Nonetheless, the Government called a general election, expecting that an easy ride in bye-election results would be reflected statewide. It has been criticised for not preparing a new programme for government, though it is difficult to know what it could have put in it., without a complete capitulation by Labour to Cosgrave’s Fine Gael (a very possible scenario). In any case, Cosgrave was himself now a liability; his arbitrary attitude to law and order did not reassure but frighten. His adminstration’s resulting lacklustre campaign might have reminded him of that of his old rival, Desmond Fitzgerald in 1943; there is no evidence that it did.
The Government was defeated. Cooney and Cruise O’Brien were amongst those who lost their seats. Cosgrave left the Taoiseachship at the Park to be returned to Jack Lynch, and then resigned his party leadership to his old nemesis Garret Fitzgerald. In the next decade, he must have got a certain satisfaction noting how the economist was no better than he at resolving the problems of recession. By then, however, he had retired from the Dail. His son succeeded him there, only to lose his seat and later his membership of Fine Gael. Some compensation was given the father by Fine Gael’s landslide victory in 2011. What he thought of its seat losses in 2016 is not recorded.

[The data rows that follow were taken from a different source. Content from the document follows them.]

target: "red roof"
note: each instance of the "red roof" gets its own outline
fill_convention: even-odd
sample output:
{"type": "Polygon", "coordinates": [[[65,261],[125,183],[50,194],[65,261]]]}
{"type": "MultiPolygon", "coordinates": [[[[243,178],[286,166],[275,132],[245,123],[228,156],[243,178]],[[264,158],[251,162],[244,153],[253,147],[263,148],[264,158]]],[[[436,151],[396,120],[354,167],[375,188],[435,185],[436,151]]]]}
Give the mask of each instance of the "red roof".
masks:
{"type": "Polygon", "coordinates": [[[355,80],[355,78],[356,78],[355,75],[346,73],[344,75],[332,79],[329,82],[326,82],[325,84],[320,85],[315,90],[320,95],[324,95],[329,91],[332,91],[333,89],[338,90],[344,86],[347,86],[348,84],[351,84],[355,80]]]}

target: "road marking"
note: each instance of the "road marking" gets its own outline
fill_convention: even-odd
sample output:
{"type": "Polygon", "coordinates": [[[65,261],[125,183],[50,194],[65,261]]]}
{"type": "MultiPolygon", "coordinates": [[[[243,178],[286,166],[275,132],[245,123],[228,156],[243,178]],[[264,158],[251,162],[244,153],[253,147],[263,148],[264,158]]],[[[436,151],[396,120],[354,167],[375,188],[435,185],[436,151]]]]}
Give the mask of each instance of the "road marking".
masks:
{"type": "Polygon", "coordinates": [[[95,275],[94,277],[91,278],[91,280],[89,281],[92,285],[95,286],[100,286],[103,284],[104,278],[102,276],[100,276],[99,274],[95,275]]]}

Cosgrave had energy and determination. His 1973 victory had been generally welcomed, in that there was a feeling that some sort of change was needed from the unimaginative conservatism of Lynch. Inevitably, there was disagreement as to what sort of change was required. Probably, had Labour maintained its previous independence, it would have strengthened its position, despite Fianna Fail continuing in power, and be strongly placed in the next contest. There comes the problem; Labour had no more of a solution to the national question than Fianna Fail, Fine Gael, or, in its strategy, the Republican Movement. None of these have ever questioned the class nature of state power in Ireland, let alone generally. All that can be said is that the electorate of the Republic abandoned King Log for a new ruler and then, when he revealed himself as King Stork, abandoned him with relief for the old Log. The moral (not Aesop’s) is that the working people need their own revolutionary party to lead them to organise to take state power. Like all morals, it is easier said than done.